Jane’s paycheck, that she earned by cleaning up after Cecily and her classmates? It seemed strange to take that money, too, but at least it wouldn’t be unethical. Cecily could fly to New York first thing in the morning, and she’d be on her way to Rio before her parents even realized she was gone. It was thrilling, and positively terrifying. Terrifying! She couldn’t do it. But then Cecily thought of Gabriel, the way he cupped her face when he kissed her, the way his smile spread slowly across his face like a sunrise.

“Thank you, Jane,” Cecily said.

“Where are you headed again?” Jane asked.

“Rio de Janeiro,” Cecily said.

And with those words, she was free.

Therese knew the second her baby boy died inside of her, and she knew as soon as her feet hit the ground in the morning that Cecily was gone. The house sounded hollow beneath her feet; it sounded like a house without children. She didn’t let herself panic until she checked Cecily’s bedroom, however, because in this heat, her instincts could be wrong. Therese tiptoed down the stairs so as not to wake their guest, Mrs. Hassiter. Knocking lightly on Cecily’s door, Therese said, “Honey, are you in there?”
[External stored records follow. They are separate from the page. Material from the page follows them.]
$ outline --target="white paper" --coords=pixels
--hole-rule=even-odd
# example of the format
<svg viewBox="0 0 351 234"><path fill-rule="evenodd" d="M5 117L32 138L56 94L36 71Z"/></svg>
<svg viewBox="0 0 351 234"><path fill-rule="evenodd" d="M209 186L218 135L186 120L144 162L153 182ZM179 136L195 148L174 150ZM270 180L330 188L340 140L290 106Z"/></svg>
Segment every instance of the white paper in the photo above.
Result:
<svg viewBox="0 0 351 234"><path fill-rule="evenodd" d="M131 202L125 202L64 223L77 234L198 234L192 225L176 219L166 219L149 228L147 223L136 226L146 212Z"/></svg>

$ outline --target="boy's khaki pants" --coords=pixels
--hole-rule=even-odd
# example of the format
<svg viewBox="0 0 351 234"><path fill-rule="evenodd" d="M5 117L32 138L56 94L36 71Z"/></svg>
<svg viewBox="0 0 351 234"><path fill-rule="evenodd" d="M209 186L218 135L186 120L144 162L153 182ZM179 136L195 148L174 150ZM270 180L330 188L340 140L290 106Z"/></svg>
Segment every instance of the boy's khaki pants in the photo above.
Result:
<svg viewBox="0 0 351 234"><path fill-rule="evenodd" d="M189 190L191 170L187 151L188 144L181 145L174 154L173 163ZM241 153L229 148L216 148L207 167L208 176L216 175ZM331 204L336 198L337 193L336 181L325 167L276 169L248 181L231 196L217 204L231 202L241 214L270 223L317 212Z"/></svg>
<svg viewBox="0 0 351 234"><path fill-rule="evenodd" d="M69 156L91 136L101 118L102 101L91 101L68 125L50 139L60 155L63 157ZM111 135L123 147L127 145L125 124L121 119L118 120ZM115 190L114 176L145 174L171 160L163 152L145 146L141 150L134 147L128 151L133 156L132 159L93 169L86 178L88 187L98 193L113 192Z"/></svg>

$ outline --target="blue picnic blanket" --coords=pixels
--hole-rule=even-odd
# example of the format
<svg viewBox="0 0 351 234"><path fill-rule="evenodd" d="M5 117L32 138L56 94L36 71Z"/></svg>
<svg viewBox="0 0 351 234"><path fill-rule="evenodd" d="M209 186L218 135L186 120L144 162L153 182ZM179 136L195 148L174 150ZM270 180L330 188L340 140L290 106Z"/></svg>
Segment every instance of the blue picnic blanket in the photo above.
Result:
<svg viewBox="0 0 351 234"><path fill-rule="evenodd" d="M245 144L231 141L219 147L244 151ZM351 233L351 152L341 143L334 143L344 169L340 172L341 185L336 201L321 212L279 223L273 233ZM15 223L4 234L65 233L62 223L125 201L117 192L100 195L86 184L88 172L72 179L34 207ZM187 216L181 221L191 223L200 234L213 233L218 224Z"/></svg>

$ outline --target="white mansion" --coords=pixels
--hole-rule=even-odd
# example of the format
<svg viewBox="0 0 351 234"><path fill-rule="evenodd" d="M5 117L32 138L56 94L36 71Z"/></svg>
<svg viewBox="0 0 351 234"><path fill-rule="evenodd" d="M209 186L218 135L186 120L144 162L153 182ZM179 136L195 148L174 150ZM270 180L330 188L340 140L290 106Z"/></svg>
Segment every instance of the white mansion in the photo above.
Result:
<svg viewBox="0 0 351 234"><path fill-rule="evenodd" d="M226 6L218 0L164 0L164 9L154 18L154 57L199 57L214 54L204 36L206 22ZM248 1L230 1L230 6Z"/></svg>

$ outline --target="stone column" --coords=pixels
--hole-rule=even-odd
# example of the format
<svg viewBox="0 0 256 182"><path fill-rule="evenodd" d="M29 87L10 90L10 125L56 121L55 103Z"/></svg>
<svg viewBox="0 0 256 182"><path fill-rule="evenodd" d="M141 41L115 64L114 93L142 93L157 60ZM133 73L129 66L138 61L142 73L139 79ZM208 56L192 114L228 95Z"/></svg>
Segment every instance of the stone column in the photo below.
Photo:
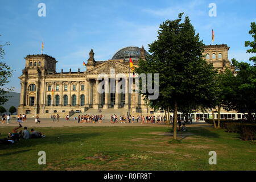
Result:
<svg viewBox="0 0 256 182"><path fill-rule="evenodd" d="M78 96L76 98L76 106L79 106L80 105L80 81L77 81L76 82L76 88L77 88L77 94Z"/></svg>
<svg viewBox="0 0 256 182"><path fill-rule="evenodd" d="M52 84L52 90L51 90L51 95L52 96L52 106L54 106L55 105L55 100L54 99L54 91L55 91L55 88L54 88L55 86L55 83L54 81ZM52 90L53 90L53 94L52 94Z"/></svg>
<svg viewBox="0 0 256 182"><path fill-rule="evenodd" d="M125 79L125 104L123 106L124 109L128 109L129 89L128 89L128 78Z"/></svg>
<svg viewBox="0 0 256 182"><path fill-rule="evenodd" d="M71 81L68 82L69 94L68 99L68 106L71 106Z"/></svg>
<svg viewBox="0 0 256 182"><path fill-rule="evenodd" d="M62 106L62 102L63 102L63 82L61 81L60 83L60 106Z"/></svg>
<svg viewBox="0 0 256 182"><path fill-rule="evenodd" d="M40 95L40 107L42 109L42 107L44 106L44 85L46 84L44 78L43 78L40 80L40 89L39 89L39 95Z"/></svg>
<svg viewBox="0 0 256 182"><path fill-rule="evenodd" d="M86 78L85 80L85 106L89 107L89 101L90 97L90 86L89 84L89 79Z"/></svg>
<svg viewBox="0 0 256 182"><path fill-rule="evenodd" d="M93 109L98 109L98 80L96 78L95 79L96 81L96 84L95 84L95 103L93 103Z"/></svg>
<svg viewBox="0 0 256 182"><path fill-rule="evenodd" d="M103 109L109 109L109 79L104 80L105 81L105 104L103 106Z"/></svg>
<svg viewBox="0 0 256 182"><path fill-rule="evenodd" d="M114 105L114 109L119 109L119 94L118 93L118 88L117 85L118 84L118 80L115 80L115 105Z"/></svg>
<svg viewBox="0 0 256 182"><path fill-rule="evenodd" d="M25 101L25 96L24 94L24 90L26 89L25 88L25 82L24 81L21 81L20 82L20 86L21 86L21 89L20 89L20 96L19 98L19 106L24 106L24 101Z"/></svg>

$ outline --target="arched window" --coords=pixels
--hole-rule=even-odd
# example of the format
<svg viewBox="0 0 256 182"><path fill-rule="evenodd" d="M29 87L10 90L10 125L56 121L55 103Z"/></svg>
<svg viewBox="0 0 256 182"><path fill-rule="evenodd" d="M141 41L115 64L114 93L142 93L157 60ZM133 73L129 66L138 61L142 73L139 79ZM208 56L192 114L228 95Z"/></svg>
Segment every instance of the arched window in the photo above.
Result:
<svg viewBox="0 0 256 182"><path fill-rule="evenodd" d="M206 59L210 59L210 55L209 53L207 54Z"/></svg>
<svg viewBox="0 0 256 182"><path fill-rule="evenodd" d="M35 84L31 84L29 86L30 91L35 91L36 86Z"/></svg>
<svg viewBox="0 0 256 182"><path fill-rule="evenodd" d="M63 96L63 105L64 106L67 106L68 105L68 96L64 95Z"/></svg>
<svg viewBox="0 0 256 182"><path fill-rule="evenodd" d="M212 54L212 59L216 59L216 55L214 53Z"/></svg>
<svg viewBox="0 0 256 182"><path fill-rule="evenodd" d="M55 105L56 106L60 105L60 96L56 95L55 96Z"/></svg>
<svg viewBox="0 0 256 182"><path fill-rule="evenodd" d="M80 103L81 103L81 106L84 106L84 95L81 95L81 96L80 96Z"/></svg>
<svg viewBox="0 0 256 182"><path fill-rule="evenodd" d="M47 96L47 106L49 106L52 104L52 96Z"/></svg>
<svg viewBox="0 0 256 182"><path fill-rule="evenodd" d="M76 104L76 96L73 95L72 96L72 106L75 106Z"/></svg>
No answer, but that didn’t mean anything. Cecily was probably still asleep; she didn’t have to be on the beach until ten.

Therese was halfway up the stairs when she caught her reflection in the mirror. Fooling yourself, her reflection said. She marched back down to Cecily’s room and opened the door.

Cecily’s bed was made, the room neat and clean. It was a teenager’s dream room: queen-size bed, TV, stereo, built-in bookshelves that held Cecily’s schoolbooks and her field hockey trophies. There was a spartan desk-built to Cecily’s specifications-an old hotel door sitting on two filing cabinets. A framed black-and-white photograph of the Beach Club circa 1928 hung over Cecily’s bed. On the nightstand was a hotel envelope, the kind guests left tips in for the chambermaids. On the front, in Cecily’s youthful hand, it said, “Mom and Dad.”

Therese sat on Cecily’s bed, picked up the envelope, and held it in her lap. Her hands trembled.

Therese knew all about running away. She’d practically done the same thing on her eighteenth birthday when she took the Long Island Railroad from Bilbo to Grand Central Station, her father’s World War II army bag slung over her shoulder. She was only sixty miles from home, but it might as well have been another continent-her orderly, cookie-cutter neighborhood left behind for Manhattan. She would never admit it to Bill, but she understood why Cecily wanted more. Cecily was her mother’s daughter. Forty years ago, Therese had gone searching for beauty, and found love. Cecily searched now for love-maybe she would be lucky enough to find beauty. Maybe: if she didn’t get killed or end up in jail or contract some appalling disease.